First Posted: Dec 16, 2016 02:58 AM EST

The animal world is full of amazing things -- spiders that have webs stronger than steel, octopi that are masters of disguises and tigers that can climb trees as well as swim great distances.

Then, there are glowworms: bioluminescent creatures that lure insects into their hammock of sticky threads in caves and other dark, dingy places near water. These Australia and New Zealand natives are known to catch their dinners via their blue "butts." But it was not until recently that biologists figured out what they used to make their sticky "fishing lines."

The main ingredient: urine. reported that Austrian zoologist Janek Von Byern and his team made the discovery when they collected fishing lines from glowworms (Arachnocampa luminosa) living in two caves on the northern island in New Zealand. The study, which was published in the journal PLOS One, noted that all nine species of these glowworms light up thanks to the bioluminescent organs that they have near their rear end. Unlike spider silk, however, these glowworms spew sticky threads from their mouths -- not from their butts.

Byern and his team analyzed the components of the threads with the help of the electron microscopes and X-ray spectroscopy. They found that these threads are coated with a type of glue and mucus-like droplets that are considered as main components of insect waste and urine. "We think that the glue is part of the excretion of the waste from the insect and they just spit it out... and attach it to the silk thread," Byern said.

This is the first time that scientists found urine in a bioadhesive from animals, Popular Science noted.

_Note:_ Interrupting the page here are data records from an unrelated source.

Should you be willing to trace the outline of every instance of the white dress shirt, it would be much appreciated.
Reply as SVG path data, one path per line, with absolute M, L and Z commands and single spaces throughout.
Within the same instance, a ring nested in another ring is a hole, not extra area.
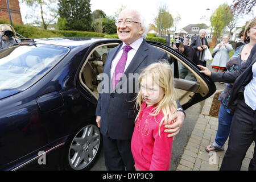
M 256 110 L 256 62 L 253 65 L 251 68 L 253 78 L 245 87 L 245 104 L 253 110 Z
M 137 39 L 136 41 L 134 42 L 132 44 L 129 45 L 133 49 L 131 49 L 129 52 L 128 52 L 127 58 L 126 61 L 126 64 L 125 65 L 125 72 L 127 68 L 129 65 L 130 63 L 131 63 L 131 60 L 134 57 L 136 52 L 139 49 L 139 46 L 141 46 L 142 42 L 143 41 L 143 38 L 141 38 L 139 39 Z M 111 79 L 112 79 L 113 75 L 114 74 L 114 72 L 115 71 L 115 67 L 117 65 L 117 63 L 119 61 L 122 55 L 123 54 L 123 50 L 122 48 L 123 46 L 127 46 L 124 42 L 123 42 L 123 44 L 121 47 L 120 49 L 118 51 L 118 52 L 117 53 L 115 58 L 112 61 L 112 64 L 111 65 L 111 69 L 110 69 L 110 76 Z

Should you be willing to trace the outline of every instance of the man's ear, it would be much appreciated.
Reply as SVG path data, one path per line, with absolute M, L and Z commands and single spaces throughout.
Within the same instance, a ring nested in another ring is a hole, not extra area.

Though the glue from glowworms is not as strong as those from spiders, it could still inspire adhesive for several things, including furniture, paper or cardboard. "It was no matter if it was just dry clothes or if it was something wet, it sticks to anything so long as the humidity is above 80 percent."

Glowworm glues could have their own uses, especially considering that theirs is a more versatile version than those of other animals that also produce these sticky substances.